Thursday, August 2, 2012

Earth Day for Green Bin

     On Earth Day 2012  my green bin got a new liner. Thanks to an article printed in the San Francisco Chronicle on Sunday, April 20th, we initiated a new routine, and life got a little less messy. It all started when a reader wrote a letter to the newspaper stating "I am a lazy and inconsistent recycler and worry about my carbon footprint... Like most San Franciscans, I have the requisite green recycling bucket under my sink though am never quite sure how to line it. I know I can buy mass-produced biodegradable liner bags, but buying something simply to recycle it seems backward."  In response, The Chronicle offered an alternative in honor of Earth Day— a simple origami project using the newspaper itself, which is 100 percent compostable and printed with nontoxic ink. I set to work immediately, and with the help of my husband, who is brilliant at this type of activity, we made liners galore and quickly introduced them into my green bin. Happy Earth Day Forever!
Pretty in Pink - a new origami liner ready for the green bin

Below is a photograph of the April 20, 2012 article from The San Francisco Chronicle on creating an  Earth Day origami liner for a kitchen bin, and the link to view the instructions on the SFGate website.

S. F. Chronicle instructions:

Photo of S.F. Chronicle feature

                                               Full instructions in 7 easy steps

     1. Open up the paper, remove and recycle the inside pages. Make a right triangle by folding the bottom left corner to the top edge, flattening the fold. Cut off and recycle the extra piece. Position the triangle, so the fold is at the bottom  

    2. Separate the layers at the top of the triangle and bring one side down to the bottom edge. Make a
crease; then unfold. This crease will be your guideline.

    3.  Bring the bottom left-hand corner to the right edge at the crease. Flatten the fold.

    4.  Fold the right-hand corner to the left side. Flatten the fold.
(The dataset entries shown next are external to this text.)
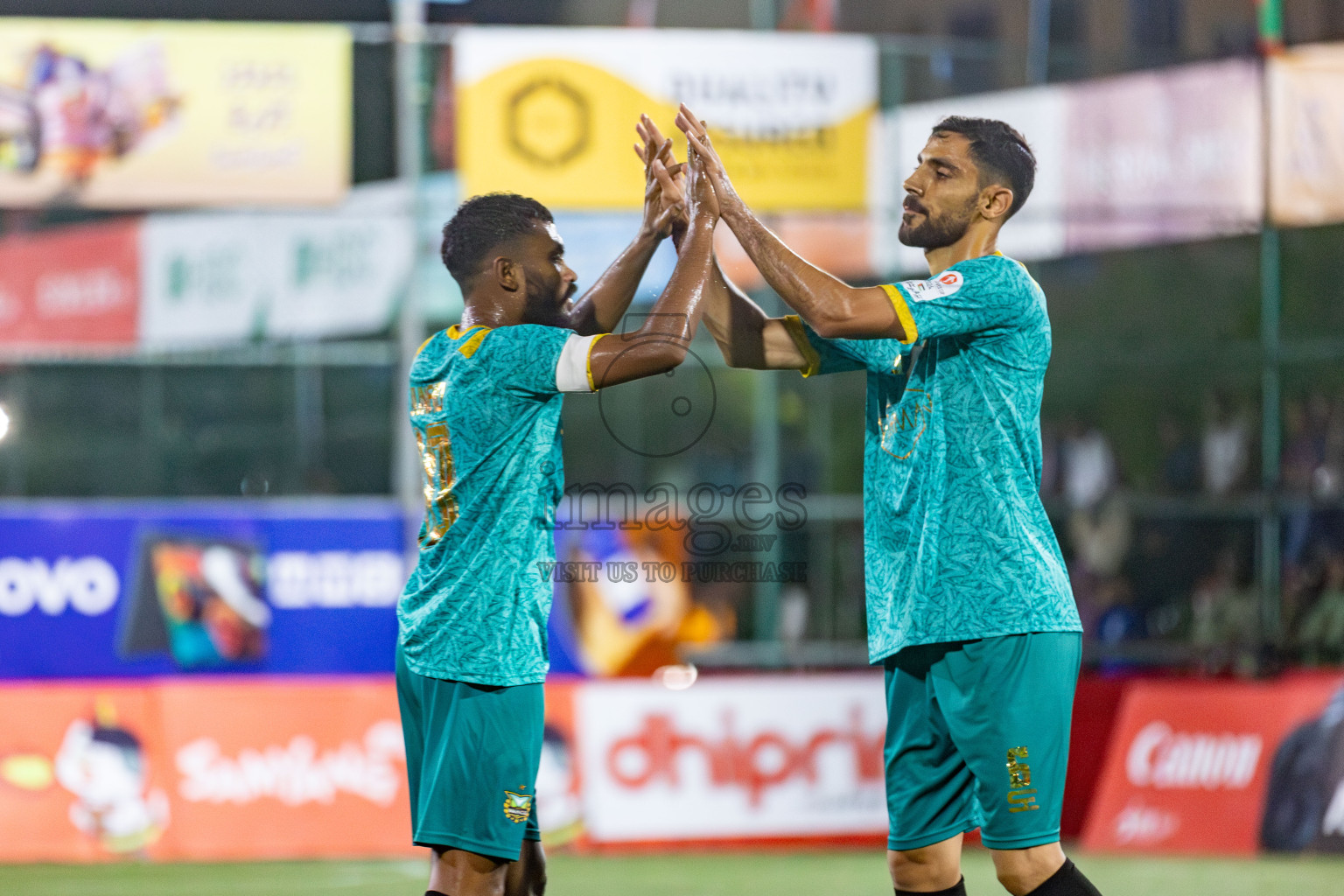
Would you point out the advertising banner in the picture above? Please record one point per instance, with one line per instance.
(1306, 136)
(1223, 767)
(1164, 156)
(218, 278)
(135, 115)
(550, 113)
(133, 590)
(77, 289)
(735, 760)
(900, 136)
(1152, 158)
    5.  Separate the layers of newspaper at the top. Fold one side down, pressing to flatten.

    6. Turn the container over and repeat.

    7. Open the completed container and adjust to fit your countertop bin. For a stronger liner, I always double the newspaper

   After having made them for some months now, I have become totally dependent on these innovative liners. They keep the green bin clean and relativity dry, they are easy to dispose of in the compost, are fun to make, and since each on is completely different, they are often aesthetically pleasing.

Green Bin models colorful new liners
Each one is a surprise 

         We make multiple containers each session and store them under the kitchen sink, just below the green bin. It's handy to have a fresh one ready for compost every time we need one.

Extra liners stashed under the kitchen sink

Used liner, full of kitchen scraps, dumped into our large curbside bin

Featured Book:

Trash Origami, Tuttle Publishing, 2010

Michael La Fosse and Richard Alexander have written the perfect book to accompany this green bin project. After you finish making liners, you can go on to create candy wrapper butterflies, old-calendar wreaths, bracelets, or snack-bag wallets. Possibilities are endless and also eco-friendly.

Origami cranes made of candy wrappers, love letters, restaurant menus and Kleenex

These cranes were made by children in 38 countries as a fundraising effort for victims of the Japanese earthquake and tsunami in 2011.



  1. yes, this is my dream come true! thanks for sharing.

  2. Very useful indeed. Now I can convince Deb to get the Sunday SF Chronicle again!